NISC - NIH Intramural Sequencing Center Platforms


NextGen Sequencing Technologies

NISC currently employs the following NextGen sequencing technologies:

Illumina HiSeq 2500
Illumina MiSeq
PacBio RS II

Illumina HiSeq 2500 High Output

Sequence productivity and efficiency are ever increasing as software and chemistries are enhanced. Currently, this instrument produces up to 1 Tb of sequence per 6-day paired-end read run. Reads are 125 bases in length and are generated from each end of a DNA fragment in a paired-end read run, i.e., 2x125 b. Due to the extremely high quantity of sequence output, this technology is primarily useful for projects requiring a very large number of reads, such as whole genome, whole exome and multiplexed transcriptome experiments.

Illumina HiSeq 2500 Rapid

In addition to the ultra-high output mode, it can be operated in a flexible Rapid Run mode.
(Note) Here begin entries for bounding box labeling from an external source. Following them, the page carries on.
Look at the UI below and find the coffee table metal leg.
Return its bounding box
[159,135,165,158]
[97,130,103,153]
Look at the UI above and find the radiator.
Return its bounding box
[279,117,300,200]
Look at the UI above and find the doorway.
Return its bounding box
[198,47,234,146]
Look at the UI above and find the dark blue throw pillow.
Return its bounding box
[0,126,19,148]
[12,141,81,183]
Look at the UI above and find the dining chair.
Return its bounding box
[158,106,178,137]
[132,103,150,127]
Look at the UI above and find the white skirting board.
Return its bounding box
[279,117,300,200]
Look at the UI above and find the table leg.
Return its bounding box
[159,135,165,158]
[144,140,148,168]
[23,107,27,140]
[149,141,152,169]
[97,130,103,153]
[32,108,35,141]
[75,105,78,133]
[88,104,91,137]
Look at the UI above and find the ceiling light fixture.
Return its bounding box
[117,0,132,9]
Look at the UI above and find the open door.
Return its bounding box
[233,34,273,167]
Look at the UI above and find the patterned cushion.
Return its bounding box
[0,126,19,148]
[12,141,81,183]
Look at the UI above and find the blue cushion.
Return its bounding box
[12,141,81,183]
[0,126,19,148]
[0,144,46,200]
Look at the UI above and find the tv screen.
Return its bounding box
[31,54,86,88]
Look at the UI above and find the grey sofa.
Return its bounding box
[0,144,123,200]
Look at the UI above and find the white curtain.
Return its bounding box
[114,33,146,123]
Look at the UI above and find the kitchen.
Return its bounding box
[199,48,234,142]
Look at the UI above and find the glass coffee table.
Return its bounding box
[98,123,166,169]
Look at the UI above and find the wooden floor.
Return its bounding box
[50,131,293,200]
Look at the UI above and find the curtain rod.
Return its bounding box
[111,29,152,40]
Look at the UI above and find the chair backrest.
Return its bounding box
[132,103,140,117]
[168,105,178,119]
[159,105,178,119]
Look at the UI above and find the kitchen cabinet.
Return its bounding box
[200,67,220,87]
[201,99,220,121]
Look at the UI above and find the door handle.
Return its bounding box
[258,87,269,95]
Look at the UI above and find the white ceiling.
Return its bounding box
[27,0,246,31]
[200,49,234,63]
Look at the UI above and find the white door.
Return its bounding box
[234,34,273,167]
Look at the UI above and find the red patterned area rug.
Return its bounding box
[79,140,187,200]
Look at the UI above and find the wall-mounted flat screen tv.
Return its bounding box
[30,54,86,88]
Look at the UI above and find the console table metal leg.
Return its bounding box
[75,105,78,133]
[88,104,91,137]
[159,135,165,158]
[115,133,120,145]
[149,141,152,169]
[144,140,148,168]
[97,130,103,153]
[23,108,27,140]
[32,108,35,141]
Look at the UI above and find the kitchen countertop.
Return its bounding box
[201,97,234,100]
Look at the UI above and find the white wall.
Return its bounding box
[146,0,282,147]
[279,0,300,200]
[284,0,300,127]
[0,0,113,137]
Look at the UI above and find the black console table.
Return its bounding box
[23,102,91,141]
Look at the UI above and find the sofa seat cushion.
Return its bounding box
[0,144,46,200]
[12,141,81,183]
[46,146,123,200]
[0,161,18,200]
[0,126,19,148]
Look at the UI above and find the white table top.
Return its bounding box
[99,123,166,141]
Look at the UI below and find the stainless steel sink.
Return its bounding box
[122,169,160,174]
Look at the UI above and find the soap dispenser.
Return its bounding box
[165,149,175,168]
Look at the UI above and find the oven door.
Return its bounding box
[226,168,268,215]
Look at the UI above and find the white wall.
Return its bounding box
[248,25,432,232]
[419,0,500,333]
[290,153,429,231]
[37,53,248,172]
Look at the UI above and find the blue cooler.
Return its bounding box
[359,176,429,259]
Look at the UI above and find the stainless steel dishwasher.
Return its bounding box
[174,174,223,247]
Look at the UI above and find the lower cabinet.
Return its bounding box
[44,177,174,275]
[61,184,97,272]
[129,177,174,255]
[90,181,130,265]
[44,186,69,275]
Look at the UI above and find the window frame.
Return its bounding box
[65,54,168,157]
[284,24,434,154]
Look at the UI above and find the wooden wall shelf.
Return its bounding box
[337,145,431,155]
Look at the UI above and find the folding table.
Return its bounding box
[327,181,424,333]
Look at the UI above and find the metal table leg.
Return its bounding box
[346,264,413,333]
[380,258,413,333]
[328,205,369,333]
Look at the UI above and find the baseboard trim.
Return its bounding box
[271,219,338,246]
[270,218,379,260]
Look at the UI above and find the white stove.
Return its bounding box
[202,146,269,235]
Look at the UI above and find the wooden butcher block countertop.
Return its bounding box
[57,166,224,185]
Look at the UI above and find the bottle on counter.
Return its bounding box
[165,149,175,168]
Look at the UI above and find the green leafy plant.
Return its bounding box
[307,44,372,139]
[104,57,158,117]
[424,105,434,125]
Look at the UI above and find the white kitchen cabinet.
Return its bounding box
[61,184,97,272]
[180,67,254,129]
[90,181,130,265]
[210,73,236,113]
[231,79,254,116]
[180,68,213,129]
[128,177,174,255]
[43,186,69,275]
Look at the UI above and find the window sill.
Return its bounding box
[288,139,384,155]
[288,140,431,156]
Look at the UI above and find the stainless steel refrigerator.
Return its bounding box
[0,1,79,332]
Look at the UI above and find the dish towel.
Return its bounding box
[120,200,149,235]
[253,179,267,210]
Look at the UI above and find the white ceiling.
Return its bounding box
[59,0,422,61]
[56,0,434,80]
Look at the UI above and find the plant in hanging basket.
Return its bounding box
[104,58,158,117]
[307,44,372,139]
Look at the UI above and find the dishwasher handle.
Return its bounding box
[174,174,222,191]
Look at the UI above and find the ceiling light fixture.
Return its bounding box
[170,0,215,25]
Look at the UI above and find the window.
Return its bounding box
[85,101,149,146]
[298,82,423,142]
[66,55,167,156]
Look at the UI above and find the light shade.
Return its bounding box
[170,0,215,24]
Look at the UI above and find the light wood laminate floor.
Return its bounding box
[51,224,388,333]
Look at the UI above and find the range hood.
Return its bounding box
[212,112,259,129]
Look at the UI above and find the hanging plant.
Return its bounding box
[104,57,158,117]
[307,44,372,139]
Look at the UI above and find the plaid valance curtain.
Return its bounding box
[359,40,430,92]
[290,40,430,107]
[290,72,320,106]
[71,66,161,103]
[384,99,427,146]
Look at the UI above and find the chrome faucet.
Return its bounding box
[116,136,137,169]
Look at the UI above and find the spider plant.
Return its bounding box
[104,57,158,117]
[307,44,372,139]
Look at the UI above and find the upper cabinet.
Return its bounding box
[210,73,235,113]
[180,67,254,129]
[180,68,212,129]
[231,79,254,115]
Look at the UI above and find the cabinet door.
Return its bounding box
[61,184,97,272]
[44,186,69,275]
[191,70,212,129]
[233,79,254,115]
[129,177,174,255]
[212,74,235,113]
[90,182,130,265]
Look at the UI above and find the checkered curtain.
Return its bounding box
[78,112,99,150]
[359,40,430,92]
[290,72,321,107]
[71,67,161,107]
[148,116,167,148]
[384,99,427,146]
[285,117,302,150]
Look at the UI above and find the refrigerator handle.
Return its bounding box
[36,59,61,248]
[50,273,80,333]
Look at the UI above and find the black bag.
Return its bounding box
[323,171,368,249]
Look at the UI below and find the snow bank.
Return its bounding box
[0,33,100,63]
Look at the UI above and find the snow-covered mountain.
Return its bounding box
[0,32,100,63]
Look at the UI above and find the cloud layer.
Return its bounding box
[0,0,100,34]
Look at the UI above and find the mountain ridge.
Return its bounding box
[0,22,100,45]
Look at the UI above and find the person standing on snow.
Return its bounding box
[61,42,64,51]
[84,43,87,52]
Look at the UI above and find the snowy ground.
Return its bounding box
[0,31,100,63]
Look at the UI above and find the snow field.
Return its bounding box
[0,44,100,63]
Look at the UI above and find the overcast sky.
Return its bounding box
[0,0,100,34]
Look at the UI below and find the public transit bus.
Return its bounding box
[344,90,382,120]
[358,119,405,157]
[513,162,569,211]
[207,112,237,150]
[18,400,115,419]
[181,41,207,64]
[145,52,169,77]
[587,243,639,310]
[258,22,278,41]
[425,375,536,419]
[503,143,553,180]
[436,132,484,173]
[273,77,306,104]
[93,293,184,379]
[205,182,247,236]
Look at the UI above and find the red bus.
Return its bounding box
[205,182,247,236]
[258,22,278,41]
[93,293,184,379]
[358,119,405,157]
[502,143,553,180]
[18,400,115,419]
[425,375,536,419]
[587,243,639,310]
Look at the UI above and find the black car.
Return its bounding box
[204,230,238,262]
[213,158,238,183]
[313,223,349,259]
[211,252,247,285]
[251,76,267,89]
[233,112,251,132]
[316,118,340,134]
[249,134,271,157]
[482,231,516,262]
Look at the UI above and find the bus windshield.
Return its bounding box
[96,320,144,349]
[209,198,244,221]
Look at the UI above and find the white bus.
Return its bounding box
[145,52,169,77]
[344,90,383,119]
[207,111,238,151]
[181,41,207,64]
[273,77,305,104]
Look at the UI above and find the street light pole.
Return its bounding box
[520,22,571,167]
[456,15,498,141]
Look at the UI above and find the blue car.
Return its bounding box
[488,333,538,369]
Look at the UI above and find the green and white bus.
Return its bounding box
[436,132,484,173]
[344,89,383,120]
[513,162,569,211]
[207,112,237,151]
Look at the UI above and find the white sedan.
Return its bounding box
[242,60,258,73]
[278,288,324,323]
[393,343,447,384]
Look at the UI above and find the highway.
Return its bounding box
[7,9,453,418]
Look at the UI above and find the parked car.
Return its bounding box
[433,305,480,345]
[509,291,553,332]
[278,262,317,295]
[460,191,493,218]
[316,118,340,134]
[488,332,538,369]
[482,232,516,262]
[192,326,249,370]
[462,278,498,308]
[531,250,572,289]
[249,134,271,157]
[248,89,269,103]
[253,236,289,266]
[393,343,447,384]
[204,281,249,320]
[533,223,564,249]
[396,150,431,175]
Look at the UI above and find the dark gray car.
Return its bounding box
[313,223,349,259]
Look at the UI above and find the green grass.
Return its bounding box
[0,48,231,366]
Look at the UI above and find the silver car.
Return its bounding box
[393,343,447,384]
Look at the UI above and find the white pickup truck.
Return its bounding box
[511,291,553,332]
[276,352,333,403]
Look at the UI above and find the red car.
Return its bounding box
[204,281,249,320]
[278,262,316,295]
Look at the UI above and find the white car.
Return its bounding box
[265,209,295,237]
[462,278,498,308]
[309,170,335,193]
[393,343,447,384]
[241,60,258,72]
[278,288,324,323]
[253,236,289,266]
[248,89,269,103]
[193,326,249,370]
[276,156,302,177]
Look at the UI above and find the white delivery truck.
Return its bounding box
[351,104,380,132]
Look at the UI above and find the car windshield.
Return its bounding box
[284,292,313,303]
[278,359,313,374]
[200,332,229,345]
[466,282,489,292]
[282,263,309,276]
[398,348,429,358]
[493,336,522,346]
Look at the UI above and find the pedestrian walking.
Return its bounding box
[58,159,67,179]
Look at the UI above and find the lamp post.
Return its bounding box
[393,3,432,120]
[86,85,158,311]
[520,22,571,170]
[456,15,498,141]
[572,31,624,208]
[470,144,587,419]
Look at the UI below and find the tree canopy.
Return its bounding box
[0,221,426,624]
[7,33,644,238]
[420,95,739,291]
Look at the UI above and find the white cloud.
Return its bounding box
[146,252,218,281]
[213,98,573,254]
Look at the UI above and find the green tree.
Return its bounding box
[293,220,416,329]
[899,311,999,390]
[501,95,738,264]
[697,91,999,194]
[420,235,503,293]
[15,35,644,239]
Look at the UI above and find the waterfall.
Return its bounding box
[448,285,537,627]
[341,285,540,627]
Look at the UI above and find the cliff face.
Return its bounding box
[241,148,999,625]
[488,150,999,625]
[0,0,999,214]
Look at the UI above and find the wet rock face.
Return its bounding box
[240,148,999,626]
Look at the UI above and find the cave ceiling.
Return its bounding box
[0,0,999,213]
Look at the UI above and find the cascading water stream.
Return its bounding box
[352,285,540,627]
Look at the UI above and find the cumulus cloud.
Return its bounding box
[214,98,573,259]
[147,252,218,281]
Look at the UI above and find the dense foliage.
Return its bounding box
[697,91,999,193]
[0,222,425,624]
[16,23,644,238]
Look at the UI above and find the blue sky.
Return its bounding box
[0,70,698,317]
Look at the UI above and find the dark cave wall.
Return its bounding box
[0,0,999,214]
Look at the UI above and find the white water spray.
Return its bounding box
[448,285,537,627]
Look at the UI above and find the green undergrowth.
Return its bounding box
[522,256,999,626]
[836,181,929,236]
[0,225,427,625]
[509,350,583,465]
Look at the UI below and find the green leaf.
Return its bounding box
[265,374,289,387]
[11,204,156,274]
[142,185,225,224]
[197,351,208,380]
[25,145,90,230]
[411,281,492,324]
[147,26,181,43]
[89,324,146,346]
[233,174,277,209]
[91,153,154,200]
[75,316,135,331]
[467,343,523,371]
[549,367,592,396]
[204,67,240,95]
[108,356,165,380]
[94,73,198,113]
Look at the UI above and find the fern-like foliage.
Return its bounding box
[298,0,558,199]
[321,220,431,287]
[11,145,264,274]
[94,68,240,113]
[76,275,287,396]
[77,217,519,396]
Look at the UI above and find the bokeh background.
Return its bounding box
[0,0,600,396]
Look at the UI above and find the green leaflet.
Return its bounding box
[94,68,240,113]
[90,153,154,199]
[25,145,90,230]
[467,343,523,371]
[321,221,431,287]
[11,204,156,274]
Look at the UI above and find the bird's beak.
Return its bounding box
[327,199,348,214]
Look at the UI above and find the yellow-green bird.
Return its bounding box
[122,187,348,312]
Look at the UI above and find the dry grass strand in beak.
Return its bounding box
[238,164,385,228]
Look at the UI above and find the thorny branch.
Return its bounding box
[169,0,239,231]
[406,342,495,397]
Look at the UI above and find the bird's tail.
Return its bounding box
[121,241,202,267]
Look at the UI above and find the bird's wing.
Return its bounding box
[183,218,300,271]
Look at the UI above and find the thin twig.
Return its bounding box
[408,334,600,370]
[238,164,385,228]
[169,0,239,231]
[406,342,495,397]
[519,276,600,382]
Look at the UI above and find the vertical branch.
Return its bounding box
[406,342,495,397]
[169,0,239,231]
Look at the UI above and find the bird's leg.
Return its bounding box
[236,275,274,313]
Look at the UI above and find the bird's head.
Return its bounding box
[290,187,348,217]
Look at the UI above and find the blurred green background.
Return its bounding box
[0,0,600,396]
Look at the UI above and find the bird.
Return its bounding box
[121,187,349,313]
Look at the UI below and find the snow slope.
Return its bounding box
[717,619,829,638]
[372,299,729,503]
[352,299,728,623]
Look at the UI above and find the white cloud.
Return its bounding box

A paired-end read run of 250 bases (2x250 b) will complete in 60 hours and generate up to 300 Gb of sequence. This capability is useful for large-scale sequencing of custom amplicon libraries and whole genome mate-pair libraries. A single read run of 50 bases (1x50 b) will complete in ~9 hours and produce 25-30 Gb of sequence. For samples requiring short reads, such as miRNA and DNA from ChIP isolation, these run conditions are appropriate.

Illumina MiSeq

MiSeq is a small scale benchtop sequencer using the same chemistry as the HiSeq models. This instrument is also compatible with the same Illumina libraries. MiSeq produces reads up to 300 bases in length from a paired-end read run (2x300 b) with a yield of ~10 Gb. This capability is primarily useful for sequencing microbial genomes and amplicons.

PacBio RS II

The PacBio RS II platform currently generates the industry's longest read length, while maintaining high consensus accuracy and unbiased coverage. The maximum read length is 40kb and the average read length is 14kb. This long read length allows the resolution of mobile elements and structural-variation events, and generates contiguous assemblies, allowing gaps to be filled and more genes to be annotated. This platform can rapidly and cost effectively generate finished microbial genome assemblies. Other applications include whole genome sequencing, full length 16s sequencing, epigenomes, isoforms, structural variants and CNVs. 1 SMRT cell generates up to 1 Gb of data and completes in 4 hours.